Other agencies that ensure the safety of America’s workers will also take a hit. With another year of sequestration, the Mine Safety and Health Administration (MSHA) would be reduced to $353 million from $379 million in 2012 and the National Institute for Occupational Safety and Health (NIOSH) would drop to $305 million from $331 million. That would mean cutting MSHA’s grant money to train miners to prevent accidents and avoid dangers by as much as two-thirds, for example.

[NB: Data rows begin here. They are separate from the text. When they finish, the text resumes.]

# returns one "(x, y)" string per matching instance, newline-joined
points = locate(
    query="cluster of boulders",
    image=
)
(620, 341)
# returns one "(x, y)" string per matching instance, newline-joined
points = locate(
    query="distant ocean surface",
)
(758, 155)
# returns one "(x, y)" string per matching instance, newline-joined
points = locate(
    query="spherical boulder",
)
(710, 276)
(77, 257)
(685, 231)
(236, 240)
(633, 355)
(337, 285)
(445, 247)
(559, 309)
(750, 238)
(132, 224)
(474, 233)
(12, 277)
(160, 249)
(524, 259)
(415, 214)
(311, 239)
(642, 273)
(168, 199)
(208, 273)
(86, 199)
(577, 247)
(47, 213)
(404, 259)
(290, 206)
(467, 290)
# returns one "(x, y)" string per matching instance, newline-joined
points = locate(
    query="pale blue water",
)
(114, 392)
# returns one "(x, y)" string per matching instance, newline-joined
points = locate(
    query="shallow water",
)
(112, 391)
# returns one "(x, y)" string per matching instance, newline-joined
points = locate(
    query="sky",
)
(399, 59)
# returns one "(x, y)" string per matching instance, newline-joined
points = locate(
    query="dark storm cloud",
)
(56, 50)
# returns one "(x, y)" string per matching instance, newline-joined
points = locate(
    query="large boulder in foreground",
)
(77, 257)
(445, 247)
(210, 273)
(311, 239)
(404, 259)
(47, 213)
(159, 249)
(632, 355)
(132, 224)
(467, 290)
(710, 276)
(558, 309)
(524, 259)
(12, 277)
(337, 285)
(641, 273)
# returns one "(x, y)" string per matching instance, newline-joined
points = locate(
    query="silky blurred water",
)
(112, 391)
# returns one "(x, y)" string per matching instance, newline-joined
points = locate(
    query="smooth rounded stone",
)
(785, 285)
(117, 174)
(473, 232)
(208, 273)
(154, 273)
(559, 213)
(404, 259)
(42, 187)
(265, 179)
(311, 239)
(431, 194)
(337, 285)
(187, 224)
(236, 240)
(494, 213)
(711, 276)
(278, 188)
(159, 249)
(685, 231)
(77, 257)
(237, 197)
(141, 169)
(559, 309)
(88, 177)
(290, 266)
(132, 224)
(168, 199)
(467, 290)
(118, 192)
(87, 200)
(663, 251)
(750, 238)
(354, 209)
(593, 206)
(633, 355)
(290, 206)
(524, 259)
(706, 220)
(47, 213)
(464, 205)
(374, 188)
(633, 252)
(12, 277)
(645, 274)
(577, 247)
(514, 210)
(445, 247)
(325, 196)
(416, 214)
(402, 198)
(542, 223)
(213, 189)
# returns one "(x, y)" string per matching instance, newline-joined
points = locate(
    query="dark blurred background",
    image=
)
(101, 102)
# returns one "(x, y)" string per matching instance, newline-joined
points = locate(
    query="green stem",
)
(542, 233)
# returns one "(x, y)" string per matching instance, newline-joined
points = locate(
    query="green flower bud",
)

These cuts come in the face of a string of deadly workplace accidents this year. The most devastating was the fertilizer plant explosion in West, TX that killed 15 and injured more than 160 in April. That plant hadn’t received an OSHA inspection since 1985. Two different chemical plants exploded in Louisiana in June, the first in Geismar that killed two people and injured 73 and the second in Donaldsonville that killed one person and injured seven. The plant in Geismar hadn’t received an OSHA inspection in at least two decades. Later in June, a grain plant exploded in Indiana, killing one worker. It has never been visited by OSHA. And in July, a gas tank plant exploded in Florida, injuring eight workers and leaving four in critical condition.
The average workplace only sees an inspector every 99 years thanks to low staffing and perpetually crunched budgets. Yet fatalities and injuries are high. An average of 13 workers died on the job each day in 2011. Workers reported 6.8 million job-related injuries and illnesses.